Panas Terik Mengancam Nyawa, Epidemiolog Peringatkan Gejala Heat Stroke
Panas Terik Mengancam Nyawa, Epidemiolog Peringatkan Gejala Heat Stroke

123Berita – 02 Agustus 2026 | Cuaca panas ekstrem telah menjadi krisis kesehatan masyarakat. Epidemiolog Dicky Budiman mengingatkan bahwa panas terik bisa berujung kematian jika tidak segera ditangani. Heat stroke atau serangan panas merupakan kondisi medis darurat yang memerlukan perawatan segera.

Gejala heat stroke antara lain suhu tubuh di atas 40 derajat Celsius, kelelahan, kebingungan, dan kehilangan kesadaran. Jika tidak segera ditangani, heat stroke dapat menyebabkan kerusakan otak, ginjal, dan organ lainnya.

Bacaan Lainnya

Dicky Budiman menekankan pentingnya masyarakat untuk meningkatkan kesadaran akan bahaya panas terik dan gejala heat stroke. Ia juga menyarankan masyarakat untuk mengambil tindakan pencegahan seperti minum banyak air, menghindari aktivitas di luar ruangan saat cuaca panas, dan menggunakan pakaian yang ringan dan longgar.

Selain itu, Dicky Budiman juga menyarankan masyarakat untuk memantau kondisi kesehatan mereka sendiri dan orang-orang di sekitar mereka, terutama anak-anak, lansia, dan orang-orang dengan kondisi medis tertentu. Jika gejala heat stroke terjadi, segera cari bantuan medis.

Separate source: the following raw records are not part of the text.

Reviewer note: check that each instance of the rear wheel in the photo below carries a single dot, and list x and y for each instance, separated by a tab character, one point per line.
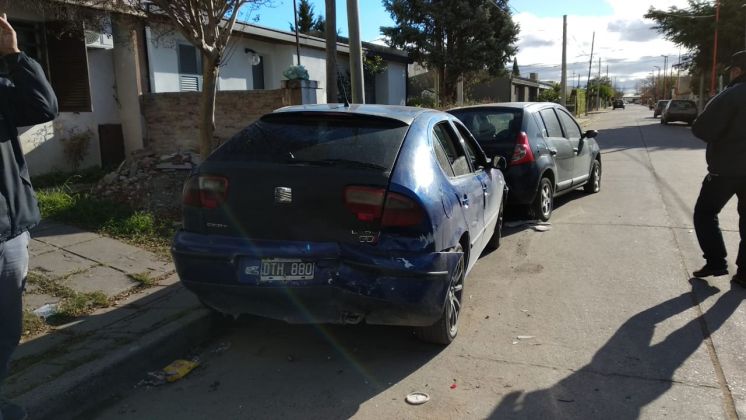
444	330
594	180
497	234
541	207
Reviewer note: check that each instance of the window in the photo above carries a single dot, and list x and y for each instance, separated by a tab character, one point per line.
257	73
190	63
444	134
572	131
472	151
551	122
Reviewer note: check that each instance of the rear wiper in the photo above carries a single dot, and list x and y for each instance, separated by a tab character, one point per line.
334	162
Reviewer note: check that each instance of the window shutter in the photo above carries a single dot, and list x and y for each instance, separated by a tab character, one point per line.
68	67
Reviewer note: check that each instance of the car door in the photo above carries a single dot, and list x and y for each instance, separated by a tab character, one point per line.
559	147
581	162
464	181
490	195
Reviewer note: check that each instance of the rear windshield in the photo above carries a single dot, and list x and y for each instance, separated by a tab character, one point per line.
316	138
682	105
491	125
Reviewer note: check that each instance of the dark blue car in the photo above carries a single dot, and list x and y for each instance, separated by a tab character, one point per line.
337	214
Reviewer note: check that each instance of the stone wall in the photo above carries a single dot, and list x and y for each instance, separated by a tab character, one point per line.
172	119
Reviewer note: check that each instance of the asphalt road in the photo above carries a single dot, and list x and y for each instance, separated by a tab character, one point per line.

Cuaca panas ekstrem tidak hanya mempengaruhi kesehatan masyarakat, tetapi juga dapat mempengaruhi produktivitas dan ekonomi. Oleh karena itu, penting bagi masyarakat untuk bekerja sama dengan pemerintah dan organisasi kesehatan untuk meningkatkan kesadaran dan pencegahan terhadap bahaya panas terik.

Dalam beberapa tahun terakhir, cuaca panas ekstrem telah menjadi semakin umum di berbagai belahan dunia. Hal ini disebabkan oleh perubahan iklim yang mempengaruhi pola cuaca dan suhu global. Oleh karena itu, penting bagi masyarakat untuk meningkatkan kesadaran dan pencegahan terhadap bahaya panas terik untuk melindungi kesehatan dan keselamatan mereka sendiri.

Untuk mengatasi cuaca panas ekstrem, masyarakat dapat mengambil beberapa langkah pencegahan, seperti menggunakan kipas angin atau AC, menghindari aktivitas di luar ruangan saat cuaca panas, dan minum banyak air. Selain itu, masyarakat juga dapat memantau kondisi kesehatan mereka sendiri dan orang-orang di sekitar mereka untuk mendeteksi gejala heat stroke sejak dini.

Dalam kesimpulan, cuaca panas ekstrem merupakan krisis kesehatan masyarakat yang memerlukan perhatian serius. Masyarakat harus meningkatkan kesadaran akan bahaya panas terik dan gejala heat stroke, serta mengambil tindakan pencegahan untuk melindungi kesehatan dan keselamatan mereka sendiri. Dengan bekerja sama dengan pemerintah dan organisasi kesehatan, masyarakat dapat mengatasi cuaca panas ekstrem dan menjaga kesehatan mereka sendiri.